Louis Faurer American, 1916–2001

Self-portrait, 42nd Street and 3rd Avenue El Station Looking Toward Tudor City, New York, 1946.
Series: The Light Suite
Gelatin Silver Print. Printed by Chuck Kelton, 1980-81.
Image: 21 x 20.7 cm / 8 1/4 x 8 1/8 in / Paper: 35.5 x 27.8 cm / 14 x 11 in
Signed, titled, and dated in pencil on the reverse

His own face is the thing he refuses to give us. A dark silhouette of a man in a hat fills the centre of the frame, head and shoulders rendered as pure shadow, and behind that absence the city goes on: a window, a tower receding into pale sky, the iron lattice of the El station looking toward Tudor City.
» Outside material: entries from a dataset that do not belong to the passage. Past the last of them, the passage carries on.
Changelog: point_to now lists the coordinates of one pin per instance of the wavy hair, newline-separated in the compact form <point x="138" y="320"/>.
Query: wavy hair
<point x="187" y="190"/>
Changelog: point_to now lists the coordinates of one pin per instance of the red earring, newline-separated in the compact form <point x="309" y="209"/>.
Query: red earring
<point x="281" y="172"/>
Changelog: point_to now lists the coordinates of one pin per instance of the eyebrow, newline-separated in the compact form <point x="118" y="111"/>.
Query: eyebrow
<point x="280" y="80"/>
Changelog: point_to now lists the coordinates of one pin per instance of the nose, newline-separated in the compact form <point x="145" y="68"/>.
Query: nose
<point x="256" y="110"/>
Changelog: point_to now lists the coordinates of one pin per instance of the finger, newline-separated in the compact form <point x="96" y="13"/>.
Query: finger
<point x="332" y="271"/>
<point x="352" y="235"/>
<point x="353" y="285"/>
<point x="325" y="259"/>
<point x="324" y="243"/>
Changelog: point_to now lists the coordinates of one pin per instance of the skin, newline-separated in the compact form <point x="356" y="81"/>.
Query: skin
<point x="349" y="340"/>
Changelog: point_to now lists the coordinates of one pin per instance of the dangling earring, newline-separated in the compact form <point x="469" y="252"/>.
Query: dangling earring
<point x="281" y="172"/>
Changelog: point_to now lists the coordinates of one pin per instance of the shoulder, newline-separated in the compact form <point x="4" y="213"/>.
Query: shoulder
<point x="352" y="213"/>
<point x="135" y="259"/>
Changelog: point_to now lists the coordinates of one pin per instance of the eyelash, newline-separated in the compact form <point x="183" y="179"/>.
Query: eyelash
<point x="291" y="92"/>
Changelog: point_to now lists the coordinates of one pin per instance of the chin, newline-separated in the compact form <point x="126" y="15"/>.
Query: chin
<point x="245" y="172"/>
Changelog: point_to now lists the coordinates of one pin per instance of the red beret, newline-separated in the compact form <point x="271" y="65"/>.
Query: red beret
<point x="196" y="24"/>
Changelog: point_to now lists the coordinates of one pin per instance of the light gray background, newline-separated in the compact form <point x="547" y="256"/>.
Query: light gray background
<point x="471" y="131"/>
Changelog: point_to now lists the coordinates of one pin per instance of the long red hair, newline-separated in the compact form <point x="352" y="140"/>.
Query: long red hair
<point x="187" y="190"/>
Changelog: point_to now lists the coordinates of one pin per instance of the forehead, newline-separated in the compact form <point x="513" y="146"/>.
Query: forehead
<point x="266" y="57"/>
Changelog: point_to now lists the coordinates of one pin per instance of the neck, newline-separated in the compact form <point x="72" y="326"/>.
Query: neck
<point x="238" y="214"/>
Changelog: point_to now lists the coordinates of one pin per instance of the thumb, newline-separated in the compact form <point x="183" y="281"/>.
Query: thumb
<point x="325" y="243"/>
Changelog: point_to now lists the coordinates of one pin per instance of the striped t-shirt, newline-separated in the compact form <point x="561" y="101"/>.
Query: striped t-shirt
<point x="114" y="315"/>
Louis Faurer has photographed himself in 1946 as a hole cut into Manhattan, a man present only as the shape he blocks from the light.
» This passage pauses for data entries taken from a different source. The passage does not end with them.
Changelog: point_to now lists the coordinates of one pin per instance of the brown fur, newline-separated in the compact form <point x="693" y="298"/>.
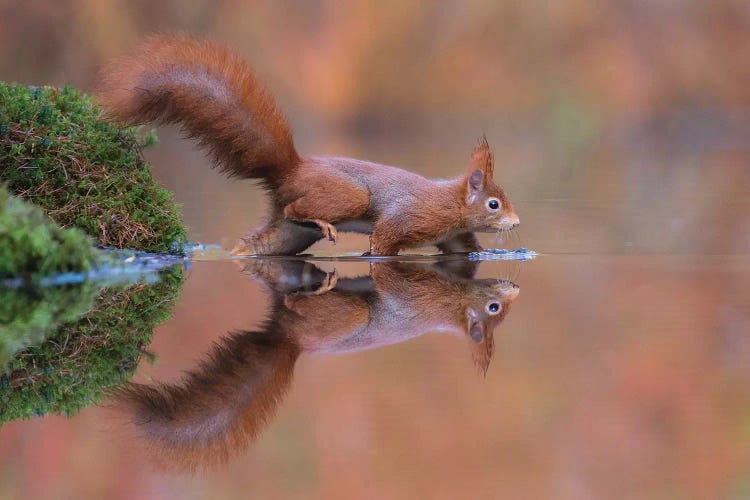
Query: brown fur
<point x="216" y="98"/>
<point x="219" y="408"/>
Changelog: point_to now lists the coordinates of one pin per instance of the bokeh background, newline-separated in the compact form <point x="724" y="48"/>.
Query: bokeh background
<point x="622" y="134"/>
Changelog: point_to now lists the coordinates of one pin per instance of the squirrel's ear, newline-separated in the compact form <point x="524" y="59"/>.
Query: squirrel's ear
<point x="474" y="186"/>
<point x="474" y="326"/>
<point x="482" y="158"/>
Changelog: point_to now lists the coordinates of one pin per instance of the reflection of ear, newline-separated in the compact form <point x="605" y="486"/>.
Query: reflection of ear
<point x="475" y="185"/>
<point x="474" y="326"/>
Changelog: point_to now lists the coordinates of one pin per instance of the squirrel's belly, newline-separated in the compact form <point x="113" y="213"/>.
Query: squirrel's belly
<point x="356" y="226"/>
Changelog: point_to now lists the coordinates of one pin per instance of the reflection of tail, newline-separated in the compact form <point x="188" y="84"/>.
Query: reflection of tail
<point x="218" y="409"/>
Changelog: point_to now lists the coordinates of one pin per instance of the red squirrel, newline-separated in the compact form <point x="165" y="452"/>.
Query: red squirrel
<point x="220" y="407"/>
<point x="215" y="97"/>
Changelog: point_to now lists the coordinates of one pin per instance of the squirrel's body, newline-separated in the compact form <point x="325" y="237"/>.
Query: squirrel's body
<point x="216" y="98"/>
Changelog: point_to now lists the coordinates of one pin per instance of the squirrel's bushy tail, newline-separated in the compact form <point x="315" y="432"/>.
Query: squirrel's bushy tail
<point x="212" y="93"/>
<point x="217" y="410"/>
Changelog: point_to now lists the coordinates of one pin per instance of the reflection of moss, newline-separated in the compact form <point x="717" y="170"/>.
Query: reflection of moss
<point x="56" y="151"/>
<point x="83" y="359"/>
<point x="31" y="244"/>
<point x="30" y="315"/>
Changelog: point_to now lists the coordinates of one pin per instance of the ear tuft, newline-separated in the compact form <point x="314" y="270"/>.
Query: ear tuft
<point x="482" y="157"/>
<point x="474" y="185"/>
<point x="476" y="333"/>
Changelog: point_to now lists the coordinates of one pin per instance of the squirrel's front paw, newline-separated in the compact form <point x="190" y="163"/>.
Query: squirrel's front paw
<point x="329" y="231"/>
<point x="328" y="284"/>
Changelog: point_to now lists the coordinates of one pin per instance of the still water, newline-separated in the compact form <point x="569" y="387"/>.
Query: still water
<point x="616" y="363"/>
<point x="295" y="379"/>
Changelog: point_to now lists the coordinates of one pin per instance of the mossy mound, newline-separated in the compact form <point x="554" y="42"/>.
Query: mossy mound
<point x="58" y="152"/>
<point x="30" y="315"/>
<point x="83" y="359"/>
<point x="32" y="245"/>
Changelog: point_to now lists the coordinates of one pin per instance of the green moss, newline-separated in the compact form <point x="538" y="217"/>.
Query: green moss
<point x="32" y="245"/>
<point x="82" y="359"/>
<point x="29" y="315"/>
<point x="58" y="152"/>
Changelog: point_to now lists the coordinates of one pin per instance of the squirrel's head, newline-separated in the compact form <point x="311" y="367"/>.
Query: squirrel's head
<point x="489" y="303"/>
<point x="488" y="210"/>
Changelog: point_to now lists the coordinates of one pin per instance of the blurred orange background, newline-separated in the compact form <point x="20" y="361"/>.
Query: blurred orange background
<point x="621" y="133"/>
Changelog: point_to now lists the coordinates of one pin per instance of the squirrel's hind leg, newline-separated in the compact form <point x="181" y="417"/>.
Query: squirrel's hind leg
<point x="334" y="201"/>
<point x="278" y="237"/>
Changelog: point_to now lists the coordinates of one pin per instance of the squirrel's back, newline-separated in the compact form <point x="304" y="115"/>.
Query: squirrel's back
<point x="215" y="97"/>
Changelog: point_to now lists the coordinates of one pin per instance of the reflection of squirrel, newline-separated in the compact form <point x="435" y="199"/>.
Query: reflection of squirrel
<point x="219" y="408"/>
<point x="215" y="97"/>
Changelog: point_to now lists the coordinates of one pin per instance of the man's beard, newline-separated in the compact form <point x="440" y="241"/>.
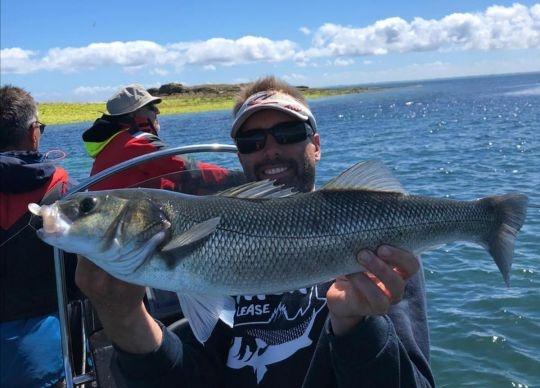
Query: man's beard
<point x="303" y="179"/>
The eye keeps trying to enter him and slides off, into the lit interior framed by the window, where another figure sits small and turned away, anonymous, a stranger occupying the very space where the self should be. Around the edges the curtain's scalloped lace, a hat rack to the right, a glowing sign to the left — the furniture of a diner or a window display — crowd in like the ordinary clutter we walk past without seeing. Faurer saw it, and used it to frame his own erasure.
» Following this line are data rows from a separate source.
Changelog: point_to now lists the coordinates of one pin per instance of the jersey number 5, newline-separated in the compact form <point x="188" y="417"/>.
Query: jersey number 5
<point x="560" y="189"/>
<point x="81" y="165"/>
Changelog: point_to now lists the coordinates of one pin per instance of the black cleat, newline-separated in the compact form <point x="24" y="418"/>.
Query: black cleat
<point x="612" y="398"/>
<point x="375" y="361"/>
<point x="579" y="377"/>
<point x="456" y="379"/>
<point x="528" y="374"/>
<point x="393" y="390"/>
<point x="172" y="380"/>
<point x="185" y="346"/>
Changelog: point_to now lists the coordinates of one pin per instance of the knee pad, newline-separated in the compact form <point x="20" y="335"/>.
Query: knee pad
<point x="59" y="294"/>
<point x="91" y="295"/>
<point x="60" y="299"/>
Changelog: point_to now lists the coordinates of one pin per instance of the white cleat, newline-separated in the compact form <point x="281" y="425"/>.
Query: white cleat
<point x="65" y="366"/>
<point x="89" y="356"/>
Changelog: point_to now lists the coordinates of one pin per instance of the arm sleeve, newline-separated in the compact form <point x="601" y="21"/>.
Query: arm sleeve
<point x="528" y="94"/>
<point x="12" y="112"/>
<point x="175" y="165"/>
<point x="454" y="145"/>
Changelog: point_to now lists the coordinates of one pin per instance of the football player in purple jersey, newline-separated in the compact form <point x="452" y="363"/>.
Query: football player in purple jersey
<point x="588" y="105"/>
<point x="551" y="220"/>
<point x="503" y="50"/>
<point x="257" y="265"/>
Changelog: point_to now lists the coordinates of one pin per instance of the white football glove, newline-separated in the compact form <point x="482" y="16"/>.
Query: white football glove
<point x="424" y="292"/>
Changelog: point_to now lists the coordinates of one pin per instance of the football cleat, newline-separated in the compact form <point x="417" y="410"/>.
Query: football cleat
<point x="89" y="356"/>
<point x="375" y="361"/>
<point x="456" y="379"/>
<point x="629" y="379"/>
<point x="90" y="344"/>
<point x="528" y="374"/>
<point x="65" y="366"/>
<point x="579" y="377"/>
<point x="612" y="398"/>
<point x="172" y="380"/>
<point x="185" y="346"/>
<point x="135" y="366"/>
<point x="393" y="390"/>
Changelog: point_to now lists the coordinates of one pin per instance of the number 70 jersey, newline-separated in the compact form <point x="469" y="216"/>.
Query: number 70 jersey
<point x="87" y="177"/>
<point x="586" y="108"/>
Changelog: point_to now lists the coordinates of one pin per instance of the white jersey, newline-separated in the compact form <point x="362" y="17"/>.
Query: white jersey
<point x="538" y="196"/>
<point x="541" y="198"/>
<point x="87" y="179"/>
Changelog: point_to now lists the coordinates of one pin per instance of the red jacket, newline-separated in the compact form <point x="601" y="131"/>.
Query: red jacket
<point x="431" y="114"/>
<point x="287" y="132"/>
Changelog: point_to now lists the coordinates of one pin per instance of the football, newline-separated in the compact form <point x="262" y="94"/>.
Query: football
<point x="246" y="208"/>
To make a self-portrait by disappearing is a particular kind of honesty. The walker in the city is always partly a ghost, half-attached to the crowds he moves among, recording everyone but himself. Here the recorder steps into the picture only to dissolve, leaving the buildings to stand for him, the lamps to keep their small vigil. He is the darkest thing in the photograph and the least knowable, a man who would rather show you the street he loved than the face that loved it.